By Joan Slonczewski from Tom Doherty Associates

Copyright

1

The space lift rose from the Pacific, climbing the cords of anthrax bacteria. Anthrax would have blackened the blood, before the bacteria were tamed to lift freight into orbit. Now anthrax brought tourists up to spacehab Frontera, ready to hit the off-world slots. And it brought students to Frontera College, safe above their disaster-challenged planet.

Frontera College was tomorrow’s destination for Jennifer Ramos Kennedy. The day before lift-off, Jenny was trimming her orchids in the greenhouse atop her home in Somers, New York. Shears hovered at a fading purple vanda as Jenny’s brain streamed the blades to snip the stem, just above the node where the orchid would bloom. Outside the window, a laser sliced that afternoon’s growth of kudzu. Three-lobed leaves showered down through the vines, revealing the yellow snake-like swathe of an ultraphyte.

“¡Oye!”
Ultraphytes from off-world had killed three thousand people when they first crept ashore from Great Salt Lake. They’d since spread across the country, to Somers and beyond. The one outside now twined around a kudzu vine, absorbing ultraviolet from the August sun. A squirrel scampered up to the off-world invader, attracted by the eyespot of one of the ultraphyte’s thirteen yellow cells. Cells the size of an apple; a microbe you didn’t need a microscope to see. But biting one was not a good idea.

Jenny blinked open a window in her toybox, a cube of light that hovered just before her eyes. The toybox windows flashed everything from the president’s latest poll to Somers High’s last slanball score. The window she blinked was her mother’s. It streamed her brain’s request into Toynet, then out to her mother, wherever she was just then. The window flashed away precious seconds while the ultraphyte began to slink off through the vines.

At last her mother appeared in the toybox window. “Jenny,
hijita,
did you upload your room?
Un momento,
I’ve got an investor.” Soledad Kennedy, of the Cuban Kennedys, her hair swept up in a fashionable smartcomb. Her Wall Street office overlooked the Hudson seawall.

“Mama, there’s an ultra outside. Could I—”

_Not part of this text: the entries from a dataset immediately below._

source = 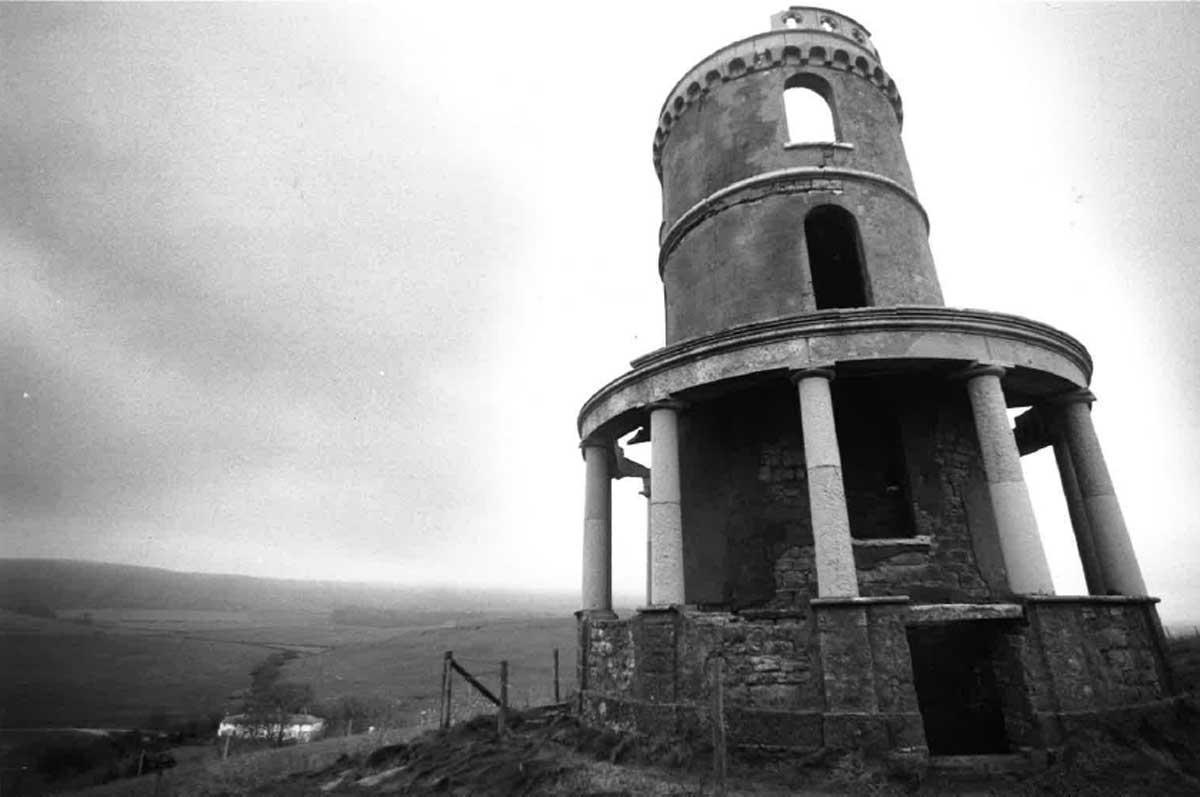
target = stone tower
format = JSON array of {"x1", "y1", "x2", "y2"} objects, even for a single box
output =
[{"x1": 578, "y1": 7, "x2": 1171, "y2": 755}]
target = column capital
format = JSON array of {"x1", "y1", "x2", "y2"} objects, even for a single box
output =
[
  {"x1": 787, "y1": 362, "x2": 836, "y2": 384},
  {"x1": 1042, "y1": 388, "x2": 1096, "y2": 407},
  {"x1": 950, "y1": 360, "x2": 1013, "y2": 382},
  {"x1": 646, "y1": 399, "x2": 688, "y2": 412}
]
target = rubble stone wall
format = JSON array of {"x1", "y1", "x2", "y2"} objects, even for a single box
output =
[{"x1": 680, "y1": 378, "x2": 1008, "y2": 610}]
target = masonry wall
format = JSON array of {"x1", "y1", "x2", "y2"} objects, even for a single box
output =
[
  {"x1": 581, "y1": 606, "x2": 924, "y2": 749},
  {"x1": 680, "y1": 377, "x2": 1007, "y2": 610},
  {"x1": 660, "y1": 56, "x2": 942, "y2": 344}
]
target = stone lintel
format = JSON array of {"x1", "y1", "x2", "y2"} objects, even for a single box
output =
[
  {"x1": 787, "y1": 362, "x2": 834, "y2": 382},
  {"x1": 646, "y1": 399, "x2": 688, "y2": 410},
  {"x1": 634, "y1": 604, "x2": 694, "y2": 615},
  {"x1": 575, "y1": 609, "x2": 620, "y2": 621},
  {"x1": 1042, "y1": 389, "x2": 1096, "y2": 407},
  {"x1": 907, "y1": 604, "x2": 1025, "y2": 625},
  {"x1": 809, "y1": 595, "x2": 912, "y2": 609},
  {"x1": 1020, "y1": 595, "x2": 1163, "y2": 605},
  {"x1": 850, "y1": 534, "x2": 934, "y2": 549},
  {"x1": 733, "y1": 609, "x2": 809, "y2": 619},
  {"x1": 950, "y1": 360, "x2": 1014, "y2": 379}
]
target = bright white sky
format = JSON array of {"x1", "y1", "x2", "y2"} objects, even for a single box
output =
[{"x1": 0, "y1": 1, "x2": 1200, "y2": 621}]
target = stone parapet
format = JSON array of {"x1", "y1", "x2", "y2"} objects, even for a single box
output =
[
  {"x1": 654, "y1": 29, "x2": 904, "y2": 178},
  {"x1": 578, "y1": 306, "x2": 1092, "y2": 437}
]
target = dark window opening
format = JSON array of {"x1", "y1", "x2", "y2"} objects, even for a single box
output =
[
  {"x1": 908, "y1": 622, "x2": 1009, "y2": 755},
  {"x1": 784, "y1": 72, "x2": 840, "y2": 144},
  {"x1": 804, "y1": 205, "x2": 871, "y2": 310},
  {"x1": 833, "y1": 379, "x2": 916, "y2": 539}
]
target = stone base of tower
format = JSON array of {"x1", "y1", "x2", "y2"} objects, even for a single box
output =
[{"x1": 578, "y1": 597, "x2": 1172, "y2": 756}]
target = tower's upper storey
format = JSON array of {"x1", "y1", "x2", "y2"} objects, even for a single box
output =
[{"x1": 654, "y1": 6, "x2": 942, "y2": 343}]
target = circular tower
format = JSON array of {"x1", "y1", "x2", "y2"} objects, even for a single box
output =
[
  {"x1": 578, "y1": 7, "x2": 1169, "y2": 754},
  {"x1": 654, "y1": 8, "x2": 942, "y2": 344}
]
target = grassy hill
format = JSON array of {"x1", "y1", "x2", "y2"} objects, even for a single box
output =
[{"x1": 0, "y1": 559, "x2": 576, "y2": 615}]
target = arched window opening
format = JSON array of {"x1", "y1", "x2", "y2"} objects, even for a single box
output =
[
  {"x1": 784, "y1": 74, "x2": 838, "y2": 144},
  {"x1": 804, "y1": 205, "x2": 871, "y2": 310}
]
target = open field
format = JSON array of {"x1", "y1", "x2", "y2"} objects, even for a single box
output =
[
  {"x1": 0, "y1": 609, "x2": 575, "y2": 727},
  {"x1": 283, "y1": 616, "x2": 576, "y2": 725},
  {"x1": 0, "y1": 621, "x2": 266, "y2": 727}
]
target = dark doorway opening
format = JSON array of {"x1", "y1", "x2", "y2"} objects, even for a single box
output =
[
  {"x1": 908, "y1": 622, "x2": 1009, "y2": 755},
  {"x1": 804, "y1": 205, "x2": 871, "y2": 310},
  {"x1": 833, "y1": 379, "x2": 917, "y2": 539}
]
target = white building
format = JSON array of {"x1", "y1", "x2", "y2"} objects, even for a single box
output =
[{"x1": 217, "y1": 714, "x2": 325, "y2": 742}]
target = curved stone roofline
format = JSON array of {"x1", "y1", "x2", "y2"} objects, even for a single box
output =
[
  {"x1": 659, "y1": 166, "x2": 929, "y2": 276},
  {"x1": 770, "y1": 6, "x2": 878, "y2": 46},
  {"x1": 577, "y1": 305, "x2": 1092, "y2": 437},
  {"x1": 654, "y1": 29, "x2": 904, "y2": 179}
]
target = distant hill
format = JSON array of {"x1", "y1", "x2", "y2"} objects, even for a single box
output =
[{"x1": 0, "y1": 559, "x2": 577, "y2": 615}]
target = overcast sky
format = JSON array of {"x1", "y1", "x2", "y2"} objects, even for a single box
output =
[{"x1": 0, "y1": 0, "x2": 1200, "y2": 619}]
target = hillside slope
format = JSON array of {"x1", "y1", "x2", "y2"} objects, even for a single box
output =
[{"x1": 0, "y1": 559, "x2": 576, "y2": 615}]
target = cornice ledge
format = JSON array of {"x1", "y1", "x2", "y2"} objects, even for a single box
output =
[
  {"x1": 653, "y1": 30, "x2": 904, "y2": 179},
  {"x1": 630, "y1": 305, "x2": 1092, "y2": 373},
  {"x1": 577, "y1": 305, "x2": 1092, "y2": 429}
]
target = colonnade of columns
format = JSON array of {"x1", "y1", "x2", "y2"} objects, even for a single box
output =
[{"x1": 581, "y1": 364, "x2": 1146, "y2": 613}]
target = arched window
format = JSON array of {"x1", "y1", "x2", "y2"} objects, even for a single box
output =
[
  {"x1": 784, "y1": 73, "x2": 838, "y2": 144},
  {"x1": 804, "y1": 205, "x2": 871, "y2": 310}
]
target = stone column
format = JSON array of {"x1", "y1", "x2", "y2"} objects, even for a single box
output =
[
  {"x1": 1054, "y1": 433, "x2": 1106, "y2": 595},
  {"x1": 650, "y1": 401, "x2": 685, "y2": 605},
  {"x1": 637, "y1": 477, "x2": 654, "y2": 606},
  {"x1": 1062, "y1": 390, "x2": 1146, "y2": 595},
  {"x1": 792, "y1": 367, "x2": 858, "y2": 598},
  {"x1": 962, "y1": 365, "x2": 1054, "y2": 595},
  {"x1": 580, "y1": 439, "x2": 612, "y2": 612}
]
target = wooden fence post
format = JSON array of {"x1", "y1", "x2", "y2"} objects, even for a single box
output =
[
  {"x1": 438, "y1": 651, "x2": 454, "y2": 730},
  {"x1": 713, "y1": 659, "x2": 726, "y2": 795},
  {"x1": 554, "y1": 648, "x2": 560, "y2": 703},
  {"x1": 496, "y1": 661, "x2": 509, "y2": 736}
]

“Call Homeworld Security. Make sure Clive covers you.” Clive Rusanov was the ToyNews anchor. Soledad’s hovering face shifted, attending her investor. “Yes,
hombre,
anthrax futures are just the thing.”

“Homeworld Security?
¡Vaya!
” What a mess, when she should be packing for college. If only she could catch the ultraphyte and keep it in the cellar for experiments, like last time, when she’d found one in the kitchen huddled on a saltshaker. Ultraviolet photosynthesis—a new source of energy. Jenny’s science fair project had won her a trip to Washington and a scholarship that she’d donated to the runner-up. But since then, security had tightened in the War on Ultra. Table salt was now a controlled substance. Frontera College would never let her keep a cyanide-emitting invader up there in the spacehab.

When she looked again out the window, the ultra was gone. It couldn’t have crept far, but she no longer saw it in the mass of leaves below. If only Jordi were here—Jordi Ramos Kennedy, her twin brother cultured from their grandfather, President Joseph Ramos. The storied “President Joe” who’d launched the drive for Jupiter. Jordi would have been out the window by now, scaling the vines after the ultra. But of course Jordi would never be here again.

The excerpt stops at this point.